In September 1939 the Government conducted a an emergency, census-like survey of the country at the beginning of the war. This would provide invaluable help to researchers, historians and family history enthusiasts in unlocking the past.
Until recently each census was released 100 years later. However, Guy Etchells succesfully campaigned for the early release of the 1911 census, which became available online earlier this year. Professionals and enthusiasts alike will be hoping that the 1911 challenge proves to be a test case.
There is another census due for release, the 1921 census in 2022. The 1931 census was destroyed in a fire and there was no survey taken in 1941 because of the war. It may be more than 40 years until the 1951 details become public. This effectively leaves family historians with a dead end for some years to come.
None of the legislation forbids access to the records,” says Mr Etchells. “The records have been kept so that people can access them. They are not archived so that they can be hidden away. There’s no point in charging people thousands of pounds a year to keep them if you are not allowed to access them.”
The Information Commissioner has told the NHS Information Centre – which holds the 1939 details – that it should grant Mr Etchells’ request for access to a record, previously withheld on data protection grounds, where the circumstances relate to people now dead – a stipulation Mr Etchells may yet challenge further.

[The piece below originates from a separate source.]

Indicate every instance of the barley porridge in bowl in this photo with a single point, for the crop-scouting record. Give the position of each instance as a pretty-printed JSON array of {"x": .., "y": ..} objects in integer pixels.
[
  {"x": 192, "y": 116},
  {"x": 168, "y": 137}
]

The National Registration survey led to the issuing of 46 milliona National Identity cards, Households were asked to provide information about the names, ages, sex, marital situation and jobs of those living there. During the war, and until 1952, every civilian had to carry their card as proof of identity and address. The registration was also used as the basis for the issue of ration books for food and clothing.
The 1939 survey would be a goldmine for researchers. In particular, it would help us unlock the secrets of most of the generation who fought in the second world war. For example, I could use the survey to cross reference against the list of portsmouth war dead, and the Commonwealth War Graves Commission’s roll of honour. It would make it so much easier for their stories to be told.
Personally, I think there is no sound reason for witholding such information for so long. There is surely no need for the NHS to keep such data locked away, there is nothing sensitive contained in the records. Even with the regular census, 50 year closure periods would be more appropriate. Lets hope that the authorities see sense and make the 1939 survey available.